Recording artist and fashion designer Pharrell Williams warns that the aftermath of the killing of an unarmed black teenager in Ferguson, Missouri, will have a lasting effect on race relations in America.
Williams told CNN's
Don Lemon in an interview broadcast Monday that he is disappointed in how the government handled the case and in how the media chose to focus on rioters over peaceful protesters.
But, he said, the black community is more than is portrayed in the media.
"That's why I feel like the president needs to come down there," Williams said, "because when your parents come in the room, whether it's you or your cousin that knocked the vase down, both of y'all sit up at attention, and, as my dad would say, 'tighten up.'"

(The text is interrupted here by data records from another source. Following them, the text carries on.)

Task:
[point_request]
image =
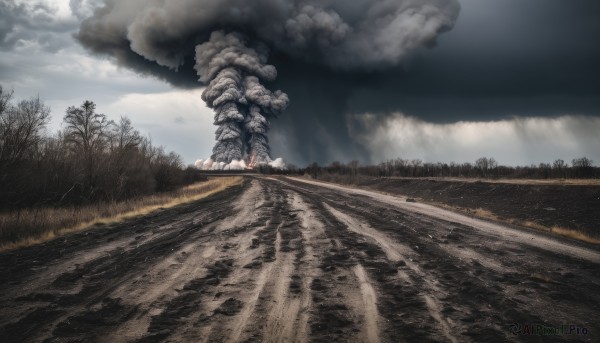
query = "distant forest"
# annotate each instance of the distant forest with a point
(484, 167)
(91, 159)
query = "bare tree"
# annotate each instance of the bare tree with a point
(87, 132)
(21, 127)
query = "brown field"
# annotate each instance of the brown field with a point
(33, 226)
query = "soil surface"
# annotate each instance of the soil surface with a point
(284, 260)
(567, 205)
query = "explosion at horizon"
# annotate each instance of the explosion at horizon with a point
(228, 43)
(242, 104)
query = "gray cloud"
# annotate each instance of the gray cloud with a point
(34, 22)
(339, 57)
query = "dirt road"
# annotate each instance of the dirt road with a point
(282, 260)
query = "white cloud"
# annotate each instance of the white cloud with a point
(516, 141)
(177, 119)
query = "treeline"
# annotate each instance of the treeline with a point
(91, 159)
(483, 167)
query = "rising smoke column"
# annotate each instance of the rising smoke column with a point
(233, 72)
(228, 41)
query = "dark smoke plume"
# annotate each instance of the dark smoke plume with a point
(233, 72)
(230, 41)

Williams said he doesn't agree with the initiative to get young black men to stop wearing their pants baggy and below their waists, but he also believes in personal responsibility.

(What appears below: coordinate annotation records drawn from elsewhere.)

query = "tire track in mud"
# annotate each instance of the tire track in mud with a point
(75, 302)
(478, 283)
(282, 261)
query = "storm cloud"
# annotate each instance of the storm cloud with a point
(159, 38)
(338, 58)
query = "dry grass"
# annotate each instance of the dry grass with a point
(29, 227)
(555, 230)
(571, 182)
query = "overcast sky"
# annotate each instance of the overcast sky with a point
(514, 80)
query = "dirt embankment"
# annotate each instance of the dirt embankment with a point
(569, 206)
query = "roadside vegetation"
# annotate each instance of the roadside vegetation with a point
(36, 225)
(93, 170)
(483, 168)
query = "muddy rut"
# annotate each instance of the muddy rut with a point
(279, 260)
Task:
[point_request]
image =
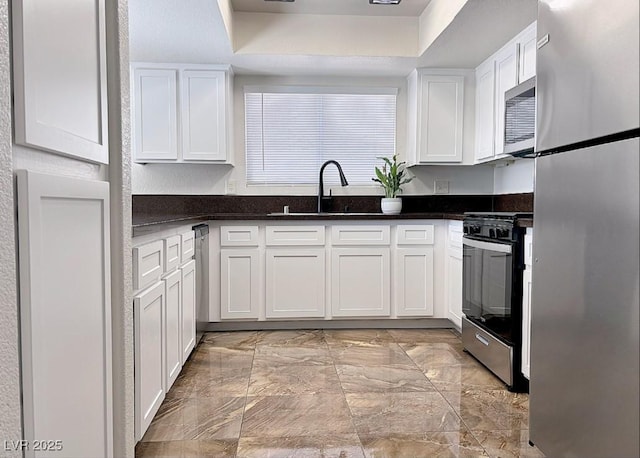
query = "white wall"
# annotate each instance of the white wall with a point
(212, 179)
(10, 405)
(514, 178)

"When they told him to get out of the road, he probably should have got out of the road. I wouldn't have been in the road to begin with," he said, alluding to the fact that the shooting death of Michael Brown began when police officer Darren Wilson told him and a friend to stop walking in the middle of the street.
Williams also discussed the anger that some people had over the police releasing a store surveillance tape of Brown stealing cigars and shoving a store clerk minutes before he was killed.
"I come from a black family that my grandma would've said, 'Let me see that other tape, too.' And you would get a beating for that," he said.
Williams said the killing came at a time when people thought race relations were getting better. Instead, they have been stirred up all over again.
"This is going to be the longest hangover in race relations ever," he said.